# Ready for some Yotes!



## spitfire_er (Jan 23, 2010)

I think I am ready for those Mid range Yotes! I shot this group last weekend at 550 yards off my hunting pack. The 4 went 2.5" and the fifth flew out to 3 7/8". So If I miss anything within 600 yards..... it was my fault!


----------



## sonic (Mar 9, 2007)

not bad[ what cal u shooting? gr


----------



## spitfire_er (Jan 23, 2010)

It's a .243-06, that I built personally this past summer. This was my first group at this distace. I'm sure it can do better, but I was happy with this.


----------



## duckp (Mar 13, 2008)

Nice.What kind and power of glass?


----------



## spitfire_er (Jan 23, 2010)

The current scope is an older Nikon Buckmaster 4.5-14X40. Good scope for the money, but they changed the design, and don't make this scope anymore.


----------



## airforcehobit (Aug 6, 2008)

What kind of numbers do you get out of that wildcat?

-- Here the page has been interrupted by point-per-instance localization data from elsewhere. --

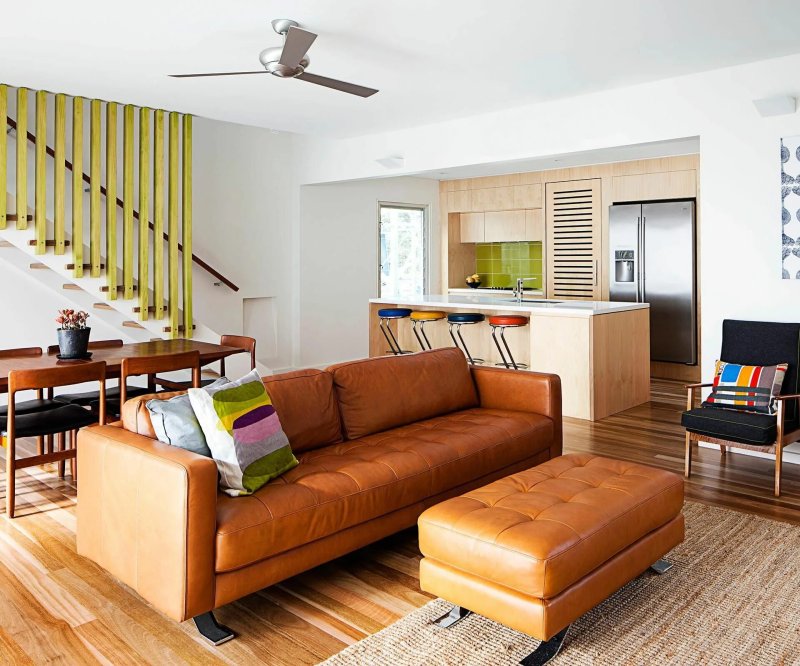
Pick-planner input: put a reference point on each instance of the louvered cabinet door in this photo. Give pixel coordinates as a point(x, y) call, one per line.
point(573, 239)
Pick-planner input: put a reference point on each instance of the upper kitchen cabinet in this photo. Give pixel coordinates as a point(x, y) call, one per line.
point(472, 228)
point(574, 215)
point(492, 198)
point(528, 196)
point(504, 226)
point(655, 186)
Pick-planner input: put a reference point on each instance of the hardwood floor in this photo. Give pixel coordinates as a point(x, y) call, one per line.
point(58, 607)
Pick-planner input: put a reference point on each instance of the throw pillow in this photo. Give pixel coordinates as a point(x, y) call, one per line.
point(174, 421)
point(244, 434)
point(749, 388)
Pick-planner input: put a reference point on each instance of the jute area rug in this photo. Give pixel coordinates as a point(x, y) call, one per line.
point(733, 597)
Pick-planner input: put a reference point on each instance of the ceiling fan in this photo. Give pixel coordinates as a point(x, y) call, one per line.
point(291, 60)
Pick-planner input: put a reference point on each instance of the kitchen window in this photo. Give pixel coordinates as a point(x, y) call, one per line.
point(403, 239)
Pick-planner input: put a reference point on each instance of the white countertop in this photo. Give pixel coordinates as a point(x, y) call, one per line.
point(505, 303)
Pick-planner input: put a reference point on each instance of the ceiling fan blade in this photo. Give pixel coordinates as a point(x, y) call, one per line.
point(188, 76)
point(352, 88)
point(297, 43)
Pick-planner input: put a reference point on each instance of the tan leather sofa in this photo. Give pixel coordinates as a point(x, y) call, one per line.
point(378, 440)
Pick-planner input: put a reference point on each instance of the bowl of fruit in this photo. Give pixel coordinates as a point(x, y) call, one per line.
point(474, 281)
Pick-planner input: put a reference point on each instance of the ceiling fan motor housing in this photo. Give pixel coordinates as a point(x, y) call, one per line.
point(270, 58)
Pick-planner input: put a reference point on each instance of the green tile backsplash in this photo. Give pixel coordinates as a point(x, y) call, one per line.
point(500, 264)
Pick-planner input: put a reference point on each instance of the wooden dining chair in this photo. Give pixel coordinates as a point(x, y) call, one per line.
point(247, 344)
point(89, 398)
point(150, 365)
point(40, 404)
point(62, 420)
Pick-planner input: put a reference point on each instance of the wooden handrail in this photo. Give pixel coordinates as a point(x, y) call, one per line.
point(87, 179)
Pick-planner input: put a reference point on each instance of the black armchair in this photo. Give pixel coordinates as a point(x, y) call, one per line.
point(751, 343)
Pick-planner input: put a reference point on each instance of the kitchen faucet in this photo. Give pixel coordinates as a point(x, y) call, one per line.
point(518, 292)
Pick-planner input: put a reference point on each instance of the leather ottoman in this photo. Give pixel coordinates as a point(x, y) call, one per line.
point(537, 549)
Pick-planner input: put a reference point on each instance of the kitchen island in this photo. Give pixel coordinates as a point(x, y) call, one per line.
point(600, 349)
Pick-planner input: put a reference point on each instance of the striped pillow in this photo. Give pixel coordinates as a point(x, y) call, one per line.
point(748, 388)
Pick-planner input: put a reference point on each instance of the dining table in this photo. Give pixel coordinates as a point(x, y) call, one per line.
point(209, 353)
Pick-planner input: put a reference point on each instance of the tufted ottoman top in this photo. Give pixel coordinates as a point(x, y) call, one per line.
point(541, 530)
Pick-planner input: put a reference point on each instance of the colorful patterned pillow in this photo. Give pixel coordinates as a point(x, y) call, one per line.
point(749, 388)
point(244, 434)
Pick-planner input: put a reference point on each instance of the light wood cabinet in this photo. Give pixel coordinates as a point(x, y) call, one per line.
point(655, 186)
point(492, 198)
point(472, 228)
point(504, 226)
point(534, 225)
point(528, 196)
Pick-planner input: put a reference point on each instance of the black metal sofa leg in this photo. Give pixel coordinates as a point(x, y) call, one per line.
point(212, 630)
point(547, 650)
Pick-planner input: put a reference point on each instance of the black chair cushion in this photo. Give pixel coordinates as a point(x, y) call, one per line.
point(30, 407)
point(86, 399)
point(765, 343)
point(61, 419)
point(735, 426)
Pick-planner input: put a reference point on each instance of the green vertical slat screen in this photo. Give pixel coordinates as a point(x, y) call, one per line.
point(22, 159)
point(174, 267)
point(158, 213)
point(144, 212)
point(40, 174)
point(186, 235)
point(94, 189)
point(3, 156)
point(59, 172)
point(77, 185)
point(127, 201)
point(111, 199)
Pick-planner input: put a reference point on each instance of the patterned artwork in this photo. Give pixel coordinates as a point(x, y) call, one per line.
point(790, 197)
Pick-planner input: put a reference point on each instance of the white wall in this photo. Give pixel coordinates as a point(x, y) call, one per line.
point(244, 211)
point(740, 234)
point(338, 262)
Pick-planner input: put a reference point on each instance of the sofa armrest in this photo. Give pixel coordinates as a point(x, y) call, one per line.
point(147, 514)
point(522, 391)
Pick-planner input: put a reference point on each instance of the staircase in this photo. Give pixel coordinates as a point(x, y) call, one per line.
point(125, 286)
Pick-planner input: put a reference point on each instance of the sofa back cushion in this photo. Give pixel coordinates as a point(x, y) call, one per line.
point(306, 405)
point(304, 400)
point(381, 393)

I been wondering about that wildcat for a bit.


----------



## xdeano (Jan 14, 2005)

What bullet are you pushing and weight. 
Xdeano


----------



## spitfire_er (Jan 23, 2010)

I am pushing the 105 A-max's at 3,250 fps which is where my higher node is at. I know the lighter bullets can be pushed up aboce 3,500 and the really light 6mm's can get up around 4,000fps. I have only been shooting 100 and 105 gr bullets out of mine since I finished it a few months back.


----------